Strong opposition to a plan to slash crop insurance support in the United States is worth watching even though it highlights the difference between the American and Canadian systems.
On October 28, the House of Representatives passed a bill that would have set the federal budget for the next two years, in other words until after the 2016 Presidential and congressional elections. It would authorize an increase in the U.S. debt ceiling. To hold the line on government spending, it called for a US$3-billion chop over 10 years to the federal crop insurance program.
That decision provoked sharp reaction from the National Association of Professional Insurance Agents (PIA), which drew promises from key senators to ensure that the crop insurance wasn’t gutted when spending authorizations are decided in the coming weeks. The association got its members across the United States to flood Congress and the Senate with the message that the crop insurance program had to be protected. The legislation has been passed by the Senate on Oct. 30 but the association is confident the program will be spared.
“PIA thanks the House and Senate leadership for quickly responding to the calls from their constituents by pledging to reverse the cuts to the crop insurance program,” said PIA national vice-president of government relations Jon Gentile. “These cuts would seriously jeopardize private-sector delivery of crop insurance, part of a successful public-private partnership. America’s farmers and consumers deserve better.”
The U.S. privately run program stands in contrast to AgriInsurance in Canada, which is a federal-provincial-producer cost-shared program. AgriInsurance is a provincially delivered program to which the federal government contributes a portion of total premiums and administrative costs. The federal government also provides a reinsurance arrangement (deficit financing) to provinces. Currently, five provinces (Alberta, Saskatchewan, Manitoba, New Brunswick and Nova Scotia) participate in the reinsurance arrangement. Canadian farm organizations are watching development south of the border but are not offering any comments on the situation.
AgriInsurance plans have been expanded to cover livestock as well as crops including wheat, corn, oats and barley as well as horticultural crops such as lettuce, strawberries, carrots and eggplants. Some provinces also provide coverage for bee mortality as well as maple syrup production.

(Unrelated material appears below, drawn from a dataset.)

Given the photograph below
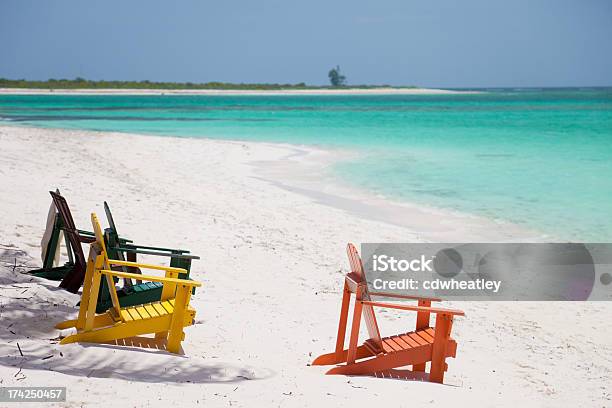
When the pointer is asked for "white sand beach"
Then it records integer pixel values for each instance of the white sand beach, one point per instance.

In the U.S., the House of Representatives is expected to undo the damage done to crop insurance when it discusses the appropriations measure to fund the federal government, which must take place by December 11. The moves has the backing of Agriculture Committee chairmen and party leaders in both chambers.
PIA will continue to work with our allies to hold congressional leadership to their word. “This victory clearly shows the power of grassroots advocacy,” Gentile said.
He said the proposed cuts could push farmers and providers out of the insurance market.
Joshua Woodard, assistant professor of agricultural business and finance at Cornell’s Dyson School of Applied Economics and Management, said the proposed cuts will increase premiums, lead to lower uptake by farmers, and further discourage providers from participating in Federal Crop Insurance.
With the Agricultural Act of 2014, our policy-makers clearly established crop insurance as the primary and preferred tool for dealing with yield and revenue risks inherent to crop-based agriculture. The government relies on the private sector for delivery of the Federal Crop Insurance Program, and these companies also share in the risk.
“Some of our recent research on crop insurance participation patterns has revealed that demand can be quite responsive to subsidization. A look back to the last 40 years shows that farmers do not tend to use crop insurance unless premiums are subsidized.
“Reducing the subsidy on these revenue insurance products from the current level of approximately 60 per cent to 50 per cent would mean an increase in farmer-paid premiums on those products by about 25 per cent, and probably similar reductions in farmer buy-up.”
He said many of the larger agribusiness players are already in the process of exiting the market, perhaps because it has become far less attractive from an underwriting perspective. For example, John Deere recently completed the sale of its crop insurance business. Monsanto’s crop insurance arm — Climate Corporation — recently left the Federal Crop Insurance market as well, and Wells Fargo has put its crop insurance business up for sale.”